Threat: Prompt Injection Leading to Unauthorized Action Execution

  • Description: An attacker crafts a malicious prompt that bypasses intended application logic and security controls implemented within Semantic Kernel's skills/plugins or the Kernel itself. The attacker leverages vulnerabilities in how SK handles prompts and interacts with the LLM to execute actions it shouldn't. This includes manipulating the flow of execution between SK components.
    • Impact:
      • Unauthorized data modification or deletion within systems accessed by SK plugins.
      • Financial loss through actions triggered by compromised SK skills.
      • Reputational damage due to actions performed by the LLM under SK's control.
      • Compromise of sensitive systems connected to SK.
      • Violation of compliance regulations.
    • Affected Semantic Kernel Component:
      • Kernel.InvokeAsync() (and related functions like RunAsync) - The core function that processes prompts and interacts with the LLM, making it the primary target.
      • Any Skill or Plugin that interacts with external systems or data, especially if those skills have elevated privileges.
      • PromptTemplate - If the template itself contains vulnerabilities or is poorly designed, allowing for injection.
      • IPromptTemplateEngine implementations - Custom template engines could have vulnerabilities.

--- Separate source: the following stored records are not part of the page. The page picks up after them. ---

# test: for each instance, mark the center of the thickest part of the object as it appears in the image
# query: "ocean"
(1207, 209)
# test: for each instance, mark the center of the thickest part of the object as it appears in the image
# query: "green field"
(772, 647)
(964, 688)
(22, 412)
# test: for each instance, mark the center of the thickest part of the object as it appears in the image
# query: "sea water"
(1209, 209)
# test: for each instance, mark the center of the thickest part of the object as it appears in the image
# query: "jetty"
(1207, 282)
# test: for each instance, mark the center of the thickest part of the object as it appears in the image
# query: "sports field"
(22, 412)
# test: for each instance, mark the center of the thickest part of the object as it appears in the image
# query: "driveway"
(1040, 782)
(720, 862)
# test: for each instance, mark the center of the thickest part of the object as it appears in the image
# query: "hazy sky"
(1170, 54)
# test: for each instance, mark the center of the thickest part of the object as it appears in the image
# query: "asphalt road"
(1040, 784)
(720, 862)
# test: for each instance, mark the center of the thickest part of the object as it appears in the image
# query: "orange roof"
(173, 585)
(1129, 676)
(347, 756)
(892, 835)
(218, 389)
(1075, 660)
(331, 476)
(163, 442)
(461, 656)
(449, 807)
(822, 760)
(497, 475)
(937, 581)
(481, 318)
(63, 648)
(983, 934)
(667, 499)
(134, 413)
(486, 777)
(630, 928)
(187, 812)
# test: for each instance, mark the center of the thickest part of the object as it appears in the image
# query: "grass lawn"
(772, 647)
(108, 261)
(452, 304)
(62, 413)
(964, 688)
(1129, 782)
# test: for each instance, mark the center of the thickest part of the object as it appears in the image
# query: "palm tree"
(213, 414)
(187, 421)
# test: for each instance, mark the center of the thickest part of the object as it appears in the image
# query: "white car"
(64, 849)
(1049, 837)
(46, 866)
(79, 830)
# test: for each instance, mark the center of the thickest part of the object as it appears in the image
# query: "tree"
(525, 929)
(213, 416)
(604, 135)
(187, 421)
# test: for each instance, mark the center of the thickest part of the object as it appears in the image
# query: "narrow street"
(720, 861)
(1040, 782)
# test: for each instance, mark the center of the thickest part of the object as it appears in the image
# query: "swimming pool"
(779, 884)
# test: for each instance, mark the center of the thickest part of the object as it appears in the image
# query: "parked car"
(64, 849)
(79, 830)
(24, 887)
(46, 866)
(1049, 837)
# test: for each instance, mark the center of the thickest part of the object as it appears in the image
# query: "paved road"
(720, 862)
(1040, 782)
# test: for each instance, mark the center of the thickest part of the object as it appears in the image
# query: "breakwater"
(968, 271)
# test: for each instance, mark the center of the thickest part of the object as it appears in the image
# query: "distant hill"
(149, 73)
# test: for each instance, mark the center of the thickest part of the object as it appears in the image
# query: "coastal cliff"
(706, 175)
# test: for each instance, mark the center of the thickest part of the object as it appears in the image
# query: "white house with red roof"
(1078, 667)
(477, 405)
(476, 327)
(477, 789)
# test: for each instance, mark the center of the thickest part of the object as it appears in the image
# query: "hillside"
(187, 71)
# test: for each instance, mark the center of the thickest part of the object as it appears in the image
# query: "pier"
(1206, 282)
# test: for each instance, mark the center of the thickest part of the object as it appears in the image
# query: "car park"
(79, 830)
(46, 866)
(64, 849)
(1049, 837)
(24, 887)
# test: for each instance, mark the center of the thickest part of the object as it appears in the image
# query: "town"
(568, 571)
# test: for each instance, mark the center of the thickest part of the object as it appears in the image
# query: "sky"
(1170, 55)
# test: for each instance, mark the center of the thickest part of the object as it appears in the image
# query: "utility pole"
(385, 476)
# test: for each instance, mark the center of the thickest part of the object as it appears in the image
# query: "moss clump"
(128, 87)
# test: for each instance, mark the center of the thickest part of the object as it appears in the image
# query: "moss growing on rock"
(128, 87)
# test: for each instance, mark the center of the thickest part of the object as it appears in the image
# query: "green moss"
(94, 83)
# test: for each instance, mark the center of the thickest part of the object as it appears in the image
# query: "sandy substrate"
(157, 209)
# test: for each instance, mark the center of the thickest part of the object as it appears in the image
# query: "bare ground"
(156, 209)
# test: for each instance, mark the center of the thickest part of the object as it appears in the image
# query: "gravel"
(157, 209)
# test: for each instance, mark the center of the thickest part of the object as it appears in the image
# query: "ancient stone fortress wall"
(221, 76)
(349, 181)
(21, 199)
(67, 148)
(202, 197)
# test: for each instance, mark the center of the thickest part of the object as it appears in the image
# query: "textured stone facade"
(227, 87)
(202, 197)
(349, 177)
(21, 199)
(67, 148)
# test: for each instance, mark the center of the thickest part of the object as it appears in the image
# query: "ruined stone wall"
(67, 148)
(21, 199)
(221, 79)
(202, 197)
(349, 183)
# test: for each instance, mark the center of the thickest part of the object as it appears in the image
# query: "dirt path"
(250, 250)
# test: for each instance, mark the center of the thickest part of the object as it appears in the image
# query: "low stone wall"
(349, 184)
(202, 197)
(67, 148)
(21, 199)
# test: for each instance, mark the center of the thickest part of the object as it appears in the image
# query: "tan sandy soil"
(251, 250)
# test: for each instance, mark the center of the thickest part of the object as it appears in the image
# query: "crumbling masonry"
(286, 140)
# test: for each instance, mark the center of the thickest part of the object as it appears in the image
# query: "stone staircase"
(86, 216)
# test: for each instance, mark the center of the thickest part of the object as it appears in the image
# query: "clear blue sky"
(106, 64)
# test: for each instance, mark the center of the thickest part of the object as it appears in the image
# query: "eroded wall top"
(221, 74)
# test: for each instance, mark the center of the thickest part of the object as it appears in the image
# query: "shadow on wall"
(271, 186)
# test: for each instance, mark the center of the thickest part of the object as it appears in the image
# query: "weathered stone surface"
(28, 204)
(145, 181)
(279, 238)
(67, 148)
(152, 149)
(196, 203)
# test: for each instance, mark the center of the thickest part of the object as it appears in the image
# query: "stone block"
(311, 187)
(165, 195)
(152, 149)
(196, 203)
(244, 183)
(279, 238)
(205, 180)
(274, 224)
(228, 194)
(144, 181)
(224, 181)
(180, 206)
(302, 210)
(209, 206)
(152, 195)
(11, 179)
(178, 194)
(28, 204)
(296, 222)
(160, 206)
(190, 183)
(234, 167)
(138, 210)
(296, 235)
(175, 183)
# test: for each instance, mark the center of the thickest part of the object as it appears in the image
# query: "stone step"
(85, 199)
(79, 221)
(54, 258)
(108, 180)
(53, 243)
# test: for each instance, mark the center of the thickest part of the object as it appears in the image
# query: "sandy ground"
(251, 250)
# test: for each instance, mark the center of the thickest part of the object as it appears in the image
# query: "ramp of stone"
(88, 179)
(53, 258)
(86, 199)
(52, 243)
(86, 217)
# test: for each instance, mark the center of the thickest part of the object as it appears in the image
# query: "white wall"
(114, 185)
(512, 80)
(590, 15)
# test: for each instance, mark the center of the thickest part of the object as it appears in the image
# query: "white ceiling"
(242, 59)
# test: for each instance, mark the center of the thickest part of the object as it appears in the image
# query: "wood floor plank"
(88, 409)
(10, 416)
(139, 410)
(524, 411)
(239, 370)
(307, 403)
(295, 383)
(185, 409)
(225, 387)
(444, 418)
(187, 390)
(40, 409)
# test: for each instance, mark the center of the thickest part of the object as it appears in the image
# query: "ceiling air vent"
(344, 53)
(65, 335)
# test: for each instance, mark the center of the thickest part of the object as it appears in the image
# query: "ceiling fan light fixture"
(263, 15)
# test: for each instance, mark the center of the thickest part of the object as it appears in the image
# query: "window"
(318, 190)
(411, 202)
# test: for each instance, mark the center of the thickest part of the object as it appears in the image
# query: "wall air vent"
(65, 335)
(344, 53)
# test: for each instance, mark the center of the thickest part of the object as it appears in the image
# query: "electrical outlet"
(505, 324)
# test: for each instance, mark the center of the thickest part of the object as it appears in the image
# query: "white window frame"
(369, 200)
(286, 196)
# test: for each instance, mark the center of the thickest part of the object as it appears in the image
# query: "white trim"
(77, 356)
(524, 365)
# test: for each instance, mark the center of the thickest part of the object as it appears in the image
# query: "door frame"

    • Risk Severity: Critical
    • Mitigation Strategies:
      • Input Validation (SK-Specific): Implement strict input validation within Semantic Kernel skills/plugins, before any interaction with the LLM or external systems. Validate data types, lengths, and allowed characters within the context of the skill.
      • Output Validation (SK-Specific): Implement strict output validation within Semantic Kernel skills/plugins, after receiving the LLM's response and before taking any action based on it. Verify the output conforms to expected formats and does not contain malicious commands or data within the context of the skill.
      • Prompt Engineering (SK-Specific): Design prompts used within SK skills/plugins carefully to minimize injection risk. Use clear instructions, delimiters, and system prompts. Consider few-shot examples with safe inputs, tailored to the specific skill.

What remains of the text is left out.